Professional Student of Life
Adventures in personal growth
There is no path to peace. Peace is the path. ~ Gandhi
One of my mentors, the inimitable Martha Beck, likes to say that God answers all of our prayers, giving us everything we’ve ever longed for. The trouble is, He always sends them to our real address, which is peace. If we can get to peace, and learn to stay there, we’ll find all the goods waiting for us. It’s a beautiful image and an invitation to a surprisingly simple practice. We don’t really need affirmations and visualizations and exercises to raise our vibrations (although there is much to be said for all of them). We just need to be at peace with what is happening, in our lives outwardly and in our reactions inwardly. We need to find the Place of Peace, and then make it a habit to return there again and again, staying longer and longer each time. I have a mental image of the Place of Peace as a yurt (not sure why, but the image is sticking).
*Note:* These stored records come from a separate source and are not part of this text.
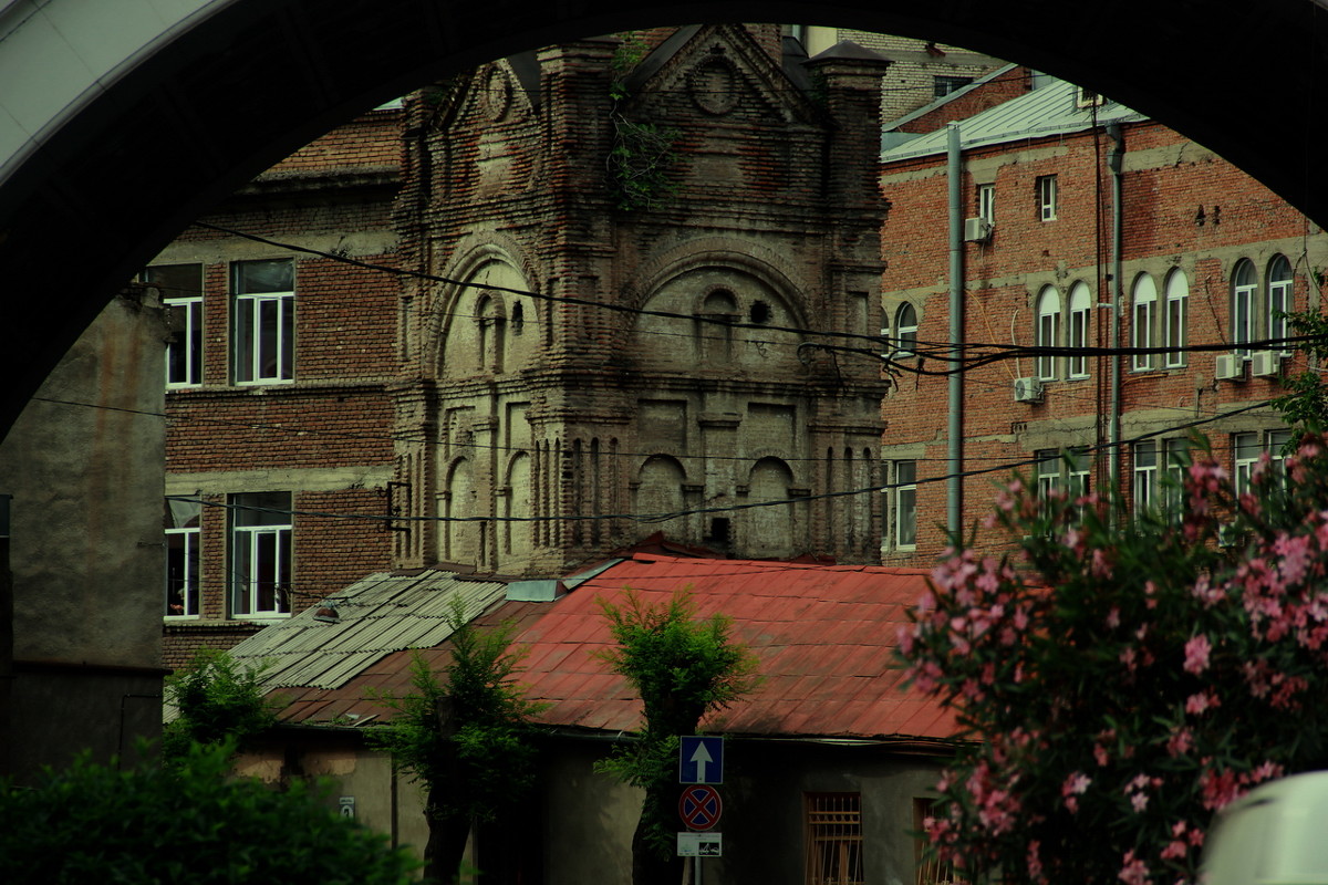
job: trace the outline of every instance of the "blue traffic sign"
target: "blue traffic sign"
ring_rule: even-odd
[[[684,736],[677,756],[677,783],[722,784],[724,738]]]

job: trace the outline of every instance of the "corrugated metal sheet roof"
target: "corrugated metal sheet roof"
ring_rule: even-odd
[[[924,589],[927,572],[871,565],[807,565],[750,560],[683,559],[637,553],[586,580],[555,602],[505,601],[477,620],[479,628],[515,621],[514,646],[527,651],[519,679],[533,701],[550,706],[540,720],[550,726],[599,731],[635,731],[640,726],[640,702],[627,682],[592,657],[612,644],[599,598],[622,601],[633,588],[647,602],[661,602],[675,589],[691,588],[699,614],[722,613],[733,618],[736,637],[760,659],[761,686],[729,710],[720,711],[706,727],[733,735],[803,738],[920,738],[948,739],[954,716],[934,701],[900,686],[903,670],[895,659],[898,629],[904,613]],[[365,586],[382,581],[374,576],[356,585],[356,601],[381,600],[378,608],[363,606],[365,614],[381,609],[404,610],[405,620],[420,617],[410,604],[422,589],[393,579],[392,586]],[[477,588],[473,581],[454,589]],[[493,585],[493,600],[502,594]],[[351,588],[355,590],[356,588]],[[434,590],[437,592],[437,590]],[[361,597],[364,594],[364,597]],[[430,597],[432,600],[432,597]],[[349,618],[355,606],[343,606]],[[287,632],[305,616],[270,628],[248,641],[248,657],[276,657],[291,647],[278,641],[278,628]],[[316,626],[315,626],[316,625]],[[312,622],[299,645],[313,644],[313,630],[333,625]],[[421,640],[432,634],[408,630],[400,634]],[[264,636],[267,634],[267,636]],[[446,666],[449,650],[438,640],[420,651],[436,670]],[[293,642],[293,637],[291,637]],[[303,687],[282,689],[287,722],[327,722],[349,716],[363,723],[390,715],[369,698],[369,689],[386,694],[409,691],[410,661],[416,651],[400,646],[365,658],[351,649],[305,651],[283,667],[282,685],[295,686],[296,673],[307,673]],[[239,649],[239,646],[238,646]],[[292,657],[293,655],[292,653]],[[372,657],[372,661],[367,658]],[[321,667],[321,669],[320,669]],[[357,673],[352,673],[359,669]],[[335,686],[333,686],[335,683]],[[276,685],[276,683],[274,683]],[[327,685],[332,687],[320,687]]]
[[[1076,106],[1077,90],[1078,88],[1073,84],[1053,80],[1046,86],[1012,98],[991,110],[973,114],[960,122],[960,147],[971,150],[985,145],[1084,131],[1093,125],[1093,111]],[[1116,102],[1106,102],[1097,107],[1098,125],[1142,119],[1147,119],[1147,117]],[[947,130],[938,129],[883,151],[880,162],[892,163],[915,157],[944,154],[947,139]]]
[[[474,618],[502,600],[506,588],[452,572],[371,575],[329,597],[336,624],[316,621],[316,609],[305,609],[248,637],[231,649],[231,657],[250,666],[267,662],[268,689],[337,689],[392,651],[445,642],[454,601],[467,620]]]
It’s a place where fear and anger can hang out with love and joy, where there’s room for everyone. True peace can’t be “imposed” over other emotions; it happens when you accept the emotions that you’re already having, even if they aren’t particularly comfortable. I’ve had a lot of practice lately. My move has brought up all kinds of uncomfortable emotions. When I resist them I don’t feel peace, but when I allow them to be there, when I am at peace with feeling lonely and scared, when I fling open the door to the yurt and invite them all in, as the poet Rumi wrote, I find that I can breathe comfortably again. I don’t love feeling this way, but I can accept it, and a feeling of peace descends on me right in the midst of my turmoil. So I’m working on living in the Place of Peace, my real address. I missed posting a blog last month for the first time, but that’s okay. This is a huge transition for me, from my cabin in the woods to an urban apartment five floors up. I miss my boy cat, who stayed with my parents so that he can continue to enjoy the outdoors. I miss seeing trees outside my window, but I can still connect with the mountains. I’ve been through an intense purge of my possessions and learned that my family will step in heroically to support me when I need it. I am battered and sore emotionally, but I know that I will heal. I am at peace.